BV appealed summary judgment for Old Republic on its breach of title insurance contract claim. The panel affirmed. It held there was no coverage under the lien or encumbrance provision as improvement district improvements only become a lien or encumbrance when the improvement district is created and actually levy the fees which did not occur here until after the policy was purchased and no claim under this provision was raised concerning the improvements already made by the district at time of purchase. It held there was no coverage under the subdivision provision as there was no notice of intent to enforce any subdivision ordinance recorded in the land records as of the date the policy was purchased. Likewise, there was no coverage for governmental taking as any taking was done after the policy was purchased. It held there was no coverage under the mechanics lien provision as the improvement fee was not for services, labor or materials used in construction. It finally affirmed the judgment on duty to defend as BV failed to adequately develop the argument.

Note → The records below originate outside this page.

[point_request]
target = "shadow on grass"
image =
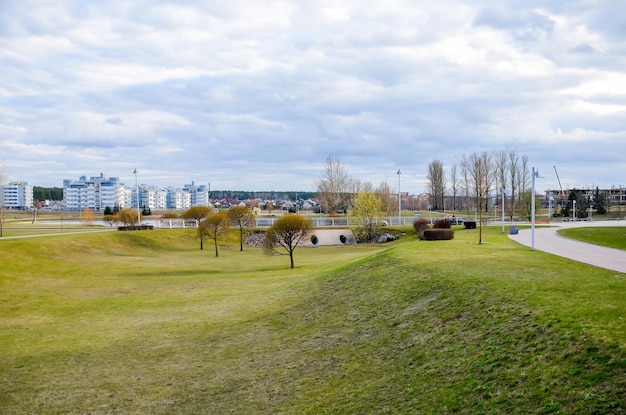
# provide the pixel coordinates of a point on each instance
(172, 273)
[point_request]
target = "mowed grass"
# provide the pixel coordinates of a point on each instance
(613, 237)
(145, 322)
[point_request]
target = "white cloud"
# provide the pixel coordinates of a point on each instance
(256, 95)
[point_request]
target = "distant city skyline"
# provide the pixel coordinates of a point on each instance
(255, 96)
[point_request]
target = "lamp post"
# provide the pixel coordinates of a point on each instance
(399, 202)
(503, 195)
(550, 200)
(137, 194)
(535, 174)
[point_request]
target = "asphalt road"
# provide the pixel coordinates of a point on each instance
(547, 240)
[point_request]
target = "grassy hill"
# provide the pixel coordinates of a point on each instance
(145, 322)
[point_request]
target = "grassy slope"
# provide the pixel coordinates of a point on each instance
(146, 323)
(613, 237)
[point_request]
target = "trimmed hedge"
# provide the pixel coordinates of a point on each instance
(442, 224)
(470, 224)
(438, 234)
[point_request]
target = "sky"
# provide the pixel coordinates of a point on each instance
(255, 95)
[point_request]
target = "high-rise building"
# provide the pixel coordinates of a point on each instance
(97, 193)
(16, 195)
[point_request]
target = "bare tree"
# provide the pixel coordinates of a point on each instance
(513, 181)
(466, 172)
(242, 218)
(501, 166)
(3, 177)
(388, 201)
(286, 234)
(334, 189)
(437, 183)
(213, 226)
(482, 179)
(454, 184)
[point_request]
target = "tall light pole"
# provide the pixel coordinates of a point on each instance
(535, 174)
(399, 202)
(503, 195)
(137, 194)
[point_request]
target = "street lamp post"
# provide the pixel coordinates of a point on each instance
(535, 174)
(503, 196)
(137, 194)
(399, 201)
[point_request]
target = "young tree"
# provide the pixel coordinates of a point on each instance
(241, 217)
(128, 217)
(333, 190)
(514, 171)
(87, 216)
(285, 235)
(482, 178)
(599, 201)
(197, 213)
(366, 207)
(466, 169)
(436, 184)
(214, 226)
(388, 201)
(3, 174)
(454, 184)
(111, 219)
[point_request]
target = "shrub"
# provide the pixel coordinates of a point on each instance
(442, 224)
(438, 234)
(420, 226)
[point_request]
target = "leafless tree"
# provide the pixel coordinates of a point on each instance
(388, 201)
(482, 179)
(335, 187)
(513, 170)
(454, 184)
(436, 183)
(466, 172)
(3, 177)
(501, 165)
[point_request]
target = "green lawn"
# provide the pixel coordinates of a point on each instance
(613, 237)
(145, 322)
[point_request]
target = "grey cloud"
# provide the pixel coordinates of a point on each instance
(524, 25)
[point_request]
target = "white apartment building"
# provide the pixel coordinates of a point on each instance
(199, 194)
(16, 195)
(100, 192)
(96, 193)
(177, 199)
(149, 197)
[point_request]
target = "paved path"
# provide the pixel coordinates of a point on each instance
(547, 240)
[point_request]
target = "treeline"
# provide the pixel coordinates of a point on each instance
(47, 193)
(264, 195)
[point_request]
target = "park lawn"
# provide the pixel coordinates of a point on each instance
(612, 237)
(145, 322)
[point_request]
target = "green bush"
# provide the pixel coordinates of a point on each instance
(420, 226)
(442, 224)
(438, 234)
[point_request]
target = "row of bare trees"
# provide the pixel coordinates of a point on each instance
(337, 189)
(481, 176)
(478, 177)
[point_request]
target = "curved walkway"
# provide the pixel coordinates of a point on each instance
(547, 240)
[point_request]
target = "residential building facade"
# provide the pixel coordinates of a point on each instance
(16, 195)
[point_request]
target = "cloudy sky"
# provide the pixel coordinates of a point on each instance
(254, 95)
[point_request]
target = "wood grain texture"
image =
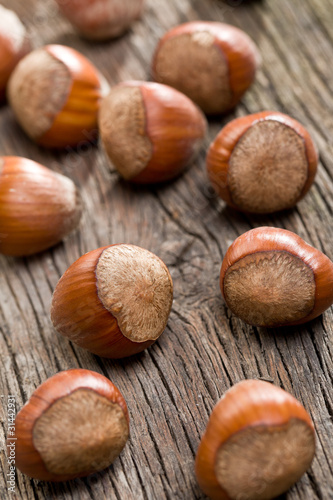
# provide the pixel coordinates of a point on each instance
(171, 388)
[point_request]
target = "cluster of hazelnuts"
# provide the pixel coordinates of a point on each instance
(270, 277)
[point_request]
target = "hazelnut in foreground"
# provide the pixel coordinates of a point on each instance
(151, 132)
(38, 207)
(212, 63)
(74, 424)
(270, 277)
(114, 301)
(14, 44)
(55, 94)
(101, 19)
(262, 163)
(258, 442)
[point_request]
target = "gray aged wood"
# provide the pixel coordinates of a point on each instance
(171, 388)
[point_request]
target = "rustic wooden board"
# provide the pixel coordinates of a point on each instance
(171, 388)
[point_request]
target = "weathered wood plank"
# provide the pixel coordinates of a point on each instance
(171, 388)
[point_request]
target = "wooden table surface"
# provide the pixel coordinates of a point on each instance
(172, 387)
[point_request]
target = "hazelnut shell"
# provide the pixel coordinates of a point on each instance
(114, 301)
(55, 94)
(63, 384)
(266, 187)
(38, 207)
(151, 132)
(247, 406)
(261, 244)
(212, 63)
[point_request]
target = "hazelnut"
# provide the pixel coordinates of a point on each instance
(262, 163)
(55, 93)
(38, 207)
(270, 277)
(151, 132)
(101, 19)
(14, 44)
(212, 63)
(259, 441)
(114, 301)
(74, 424)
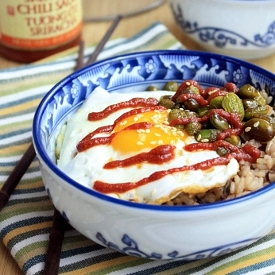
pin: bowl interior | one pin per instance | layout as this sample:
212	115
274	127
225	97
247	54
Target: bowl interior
135	72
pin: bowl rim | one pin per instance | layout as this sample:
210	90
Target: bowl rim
44	158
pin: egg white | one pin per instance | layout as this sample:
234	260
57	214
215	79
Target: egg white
87	166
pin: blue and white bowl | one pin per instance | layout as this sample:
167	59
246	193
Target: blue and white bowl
150	231
240	28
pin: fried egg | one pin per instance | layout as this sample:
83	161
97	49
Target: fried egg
125	142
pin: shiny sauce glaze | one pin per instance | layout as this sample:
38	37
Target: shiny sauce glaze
165	153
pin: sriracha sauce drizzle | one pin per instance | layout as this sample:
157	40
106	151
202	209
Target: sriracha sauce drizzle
165	153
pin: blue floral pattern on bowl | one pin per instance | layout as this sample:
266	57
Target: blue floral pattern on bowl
221	37
131	247
136	72
150	68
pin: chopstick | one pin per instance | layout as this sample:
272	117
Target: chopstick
56	237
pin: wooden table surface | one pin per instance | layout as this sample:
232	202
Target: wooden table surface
92	33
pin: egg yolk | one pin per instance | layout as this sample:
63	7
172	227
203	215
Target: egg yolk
136	140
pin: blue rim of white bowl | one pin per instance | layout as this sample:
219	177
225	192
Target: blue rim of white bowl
46	159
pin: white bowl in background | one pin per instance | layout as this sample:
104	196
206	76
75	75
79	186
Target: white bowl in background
240	28
155	232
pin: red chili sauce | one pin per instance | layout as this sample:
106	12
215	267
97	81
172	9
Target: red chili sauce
165	153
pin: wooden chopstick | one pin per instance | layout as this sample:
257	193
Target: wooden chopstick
59	223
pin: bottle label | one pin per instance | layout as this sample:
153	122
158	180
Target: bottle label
39	24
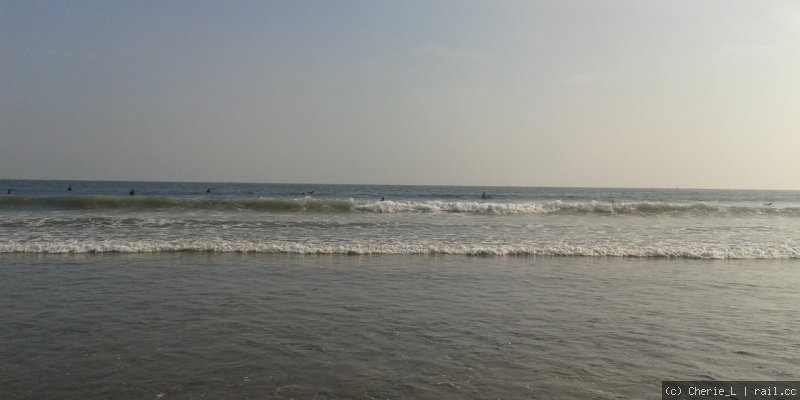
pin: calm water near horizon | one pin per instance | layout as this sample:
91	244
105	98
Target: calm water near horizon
260	291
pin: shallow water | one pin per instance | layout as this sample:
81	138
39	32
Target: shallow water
209	325
97	217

Fidelity National Title Insurance Company v Woody Creek Ventures, LLC

Woody Creek appealed summary judgment for Fidelity on its claim under its title insurance policy for lack of access or unmarketability. The panel predicted the Colorado Supreme Court would follow the rule in other states and hold that a 30 year revocable right of way meets the plain meaning of “right of access” as the owners of the property in question can access their property over a road and policyholders are not entitled access in the way they want and held this prediction is consistent with the dictionary definition of right of access and with Colorado’s treatment of easements. It held title to the properties at issue was marketable because it predicted the Colorado Supreme Court would adopt the rule that economic unmarketability is not the same as marketability of the title and lack of permanent access does not affect title in any way and based the prediction on Colorado Court of Appeals precedent, the case law of other jurisdictions and the plain meaning of “marketability of title”.

Lexington Insurance Company v Precision drilling Company

Precision appealed summary judgment for Lexington in its insurance coverage case. The panel reversed. It held the statue relied upon by the district court Wyoming Statutes Annotated 30-1-131 does not apply to insurance contracts and thus indemnity under any insurance contract applicable here would not be barred by 131. The panel rejected Lexington’s legislative intent argument holding that speculation bout intent cannot overcome clear legislative text. The lead opinion also argued that absurdity doctrine does not apply here as it would create serious separation of powers and due process problems. Two judges added a concurrence arguing the absurdity argument was waived as it was not raised until oral argument and in any event would fail under the broadest understanding of the absurdity doctrine.